The study demonstrates that soil antibiotic pollution is a widespread, quantifiable risk to crop production at national scale, and that these risks are predominantly governed by land system intensification rather than population or economic indicators per se. By coupling ensemble RF risk mapping with crop yield analyses, the work shows that beyond cumulative RQ thresholds (~8.3–10), antibiotic pollution can negate yield gains from intensification. The observed scale dependence—management dominating at larger extents and land use composition gaining importance at smaller watersheds—clarifies why relationships vary with spatial grain and extent. This aligns with the notion that antibiotics enter soils chiefly via land management pathways (manure, wastewater irrigation), while land use expansion increases the spatial footprint of exposure. The inverted U-shaped risk–yield tradeoffs provide actionable thresholds for manure application, irrigation extent, and arable area proportion, particularly highlighting that vegetable and wheat systems can tolerate higher intensification before tradeoffs turn negative, especially in small-scale watersheds. These findings directly address the research questions by (i) confirming the negative impact of high antibiotic risk on yields, (ii) attributing risk variability to land systems with clear scale effects, and (iii) identifying intensification thresholds to guide management for balancing production and environmental safety.

Conclusion

This work delivers the first broad-scale, high-resolution assessment linking soil antibiotic pollution risks to crop production across multiple spatial scales in China.
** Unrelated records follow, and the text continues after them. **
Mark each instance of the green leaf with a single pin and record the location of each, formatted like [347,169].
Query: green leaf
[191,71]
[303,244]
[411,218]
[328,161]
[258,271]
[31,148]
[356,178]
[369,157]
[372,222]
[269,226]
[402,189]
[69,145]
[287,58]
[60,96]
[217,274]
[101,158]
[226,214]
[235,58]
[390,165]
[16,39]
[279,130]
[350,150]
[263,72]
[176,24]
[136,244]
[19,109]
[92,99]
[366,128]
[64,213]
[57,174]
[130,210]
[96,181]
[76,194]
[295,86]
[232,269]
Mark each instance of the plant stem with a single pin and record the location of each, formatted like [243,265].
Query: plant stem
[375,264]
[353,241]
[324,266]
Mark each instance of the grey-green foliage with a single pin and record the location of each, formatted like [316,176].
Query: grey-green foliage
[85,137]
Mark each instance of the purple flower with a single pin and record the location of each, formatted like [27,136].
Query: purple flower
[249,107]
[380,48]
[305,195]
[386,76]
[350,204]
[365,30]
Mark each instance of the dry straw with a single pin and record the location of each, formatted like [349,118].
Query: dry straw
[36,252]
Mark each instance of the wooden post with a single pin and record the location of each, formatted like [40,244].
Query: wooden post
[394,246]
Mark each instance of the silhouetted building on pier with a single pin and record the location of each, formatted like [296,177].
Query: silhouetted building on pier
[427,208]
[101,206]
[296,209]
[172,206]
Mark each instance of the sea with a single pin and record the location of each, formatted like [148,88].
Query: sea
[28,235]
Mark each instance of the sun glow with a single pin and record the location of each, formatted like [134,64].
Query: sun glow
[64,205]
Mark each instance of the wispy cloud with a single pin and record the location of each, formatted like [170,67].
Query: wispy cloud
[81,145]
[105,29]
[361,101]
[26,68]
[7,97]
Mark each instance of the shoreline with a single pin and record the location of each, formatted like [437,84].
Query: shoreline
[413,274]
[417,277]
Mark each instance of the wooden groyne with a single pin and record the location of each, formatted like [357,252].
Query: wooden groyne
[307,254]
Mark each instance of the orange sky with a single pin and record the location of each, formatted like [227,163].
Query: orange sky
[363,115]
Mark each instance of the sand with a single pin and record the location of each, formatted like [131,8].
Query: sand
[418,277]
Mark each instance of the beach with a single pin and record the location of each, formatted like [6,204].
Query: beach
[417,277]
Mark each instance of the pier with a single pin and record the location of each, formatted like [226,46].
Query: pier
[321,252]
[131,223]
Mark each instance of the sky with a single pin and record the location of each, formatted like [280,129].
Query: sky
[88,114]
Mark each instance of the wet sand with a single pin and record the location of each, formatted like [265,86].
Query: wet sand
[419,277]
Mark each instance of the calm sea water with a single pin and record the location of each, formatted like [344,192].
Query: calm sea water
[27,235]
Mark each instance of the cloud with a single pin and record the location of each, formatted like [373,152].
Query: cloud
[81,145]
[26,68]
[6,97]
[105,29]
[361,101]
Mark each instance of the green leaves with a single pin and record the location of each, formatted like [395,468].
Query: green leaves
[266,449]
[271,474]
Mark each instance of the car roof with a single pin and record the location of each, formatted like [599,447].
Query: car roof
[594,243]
It shows that cumulative RQ thresholds around 8.30–9.98 mark substantial yield reductions, and that land systems—particularly manure application, irrigation, and arable land extent—are the primary, scale-dependent drivers of risk. The study operationalizes risk–yield tradeoffs via inverted U-shaped relations with land system intensification and provides quantitative thresholds that can inform sustainable intensification strategies. To achieve win–win outcomes, intensification should remain below crop- and scale-specific thresholds, with particular attention to small-scale watershed management for vegetable and wheat systems. Future research should incorporate experimental validation, mechanistic biophysical models, and explicit accounting of antibiotic resistance dynamics and biotic interactions (soil and plant microbiomes), along with improved monitoring to refine risk estimates and management thresholds.

Limitations

(i) Risk assessments may be conservative because the modeling assumed maximum exposure and minimum tolerance (worst-case scenarios), potentially overestimating risks; however, this provides precautionary guidance. (ii) The analysis focused on crop exposure risks and did not incorporate antibiotic resistance development or detailed biotic mediators (soil and plant microbiomes), partly due to data limitations, although correlated environmental covariates were included. (iii) Unreported antibiotics were assumed absent; some may be present below detection limits. (iv) Results are based on modeling without dedicated experimental validation, limiting mechanistic inference; enhanced biophysical modeling and additional datasets are needed for multi-compartment risk predictions.